Is this treating things as people, or treating people as things? “The creatures outside looked from pig to man, and from man to pig, and from pig to man again; but already it was impossible to say which was which.” Either way I think it’s evil, and the evil is not the technology—it’s the dreams of the people trying to sell it to us.

Today in More A.I. Tabs: Casey Newton reported that “OpenAI disbanded its mission alignment team.” John Herrman on why A.I. alignment and safety workers “might worry that, actually, none of this is being taken seriously and that you now work at just another big tech company—but worse.” Sam Kriss in Harper’s with a well edited story about the San Francisco A.I. startup scene. The n+1 editors: “Stigmatization is a powerful force, and disgust and shame are among our greatest tools. Put plainly, you should feel bad for using AI.“ Welcome to the Group Chat.

Delicious Tacos posted: “I’m the CEO of a hot dog company. I’ve worked on hot dogs for 10 years. And I wasn’t prepared for what I’ve just seen. Your life is about to change. So what can you do? Buy as many hot dogs as you can. Buy stock in hot dog companies.”

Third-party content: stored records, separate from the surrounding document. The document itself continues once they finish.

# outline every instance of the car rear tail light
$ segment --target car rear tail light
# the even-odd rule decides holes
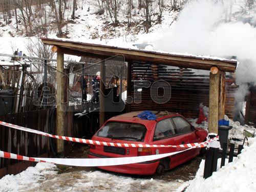
[[[152,152],[151,148],[138,148],[138,156],[151,155],[152,155]]]

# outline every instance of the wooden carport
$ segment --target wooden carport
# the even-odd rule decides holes
[[[63,101],[63,89],[60,89],[60,78],[63,72],[64,54],[86,57],[105,59],[117,55],[123,56],[128,63],[127,76],[127,96],[131,95],[131,66],[133,61],[150,62],[155,65],[164,65],[185,68],[207,70],[210,73],[210,86],[209,96],[209,133],[218,134],[218,119],[223,119],[225,112],[225,72],[234,72],[237,61],[236,60],[222,60],[220,58],[212,59],[203,57],[180,55],[156,52],[146,51],[111,47],[104,45],[91,44],[68,40],[60,40],[41,38],[42,42],[52,46],[52,51],[57,53],[57,82],[58,98],[57,130],[58,135],[63,135],[64,125],[63,112],[60,107],[60,101]],[[102,66],[104,64],[102,63]],[[101,71],[104,68],[100,68]],[[104,74],[101,72],[101,74]],[[100,106],[101,106],[100,101]],[[100,114],[100,118],[104,116]],[[102,123],[100,119],[100,125]],[[60,142],[60,143],[59,143]],[[59,152],[63,150],[61,141],[57,146]]]

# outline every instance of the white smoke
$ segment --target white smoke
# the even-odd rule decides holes
[[[256,28],[248,23],[234,22],[236,18],[230,13],[239,11],[235,8],[245,6],[246,2],[223,0],[221,4],[213,4],[201,0],[187,4],[177,23],[156,39],[154,49],[227,59],[235,56],[239,63],[237,82],[241,87],[236,96],[243,100],[248,92],[247,82],[256,84]],[[239,6],[235,4],[237,2]],[[255,11],[250,11],[255,15]],[[229,20],[232,22],[226,23]]]

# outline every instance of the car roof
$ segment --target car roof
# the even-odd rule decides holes
[[[144,112],[144,111],[140,111],[124,113],[113,117],[109,119],[108,121],[117,121],[141,123],[145,125],[147,128],[148,130],[150,131],[151,130],[153,125],[155,124],[157,121],[158,121],[158,120],[160,120],[162,118],[164,118],[165,117],[170,117],[174,115],[180,115],[177,113],[169,113],[168,112],[152,111],[151,112],[152,113],[152,114],[154,114],[157,116],[155,120],[141,119],[140,118],[137,117],[138,115]]]

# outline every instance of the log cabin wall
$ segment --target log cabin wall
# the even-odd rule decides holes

Today in Not A.I.: “The place on Earth from which you can, in theory, see further than any other is between an unnamed Himalayan ridge near the Indian-Chinese border and Pik Dankova in Kyrgyzstan. It is just over 530km.” The Longest Line of Sight.

Today’s Song: Laufey, “From the Start”

I am so glad this post is done, it started as a Google doc annotation of that New Yorker story and just kept getting more unmanageable for a week and a half. I have probably two more posts worth of links and ideas that didn’t make it in here, but I think we can let all that slide for now. Meanwhile I will slide back into your inbox later this week. Sweet segue, nice job Rusty.

I wrote “nice job, Rusty” in an email and sent it to myself. What I saw next has shocking implications.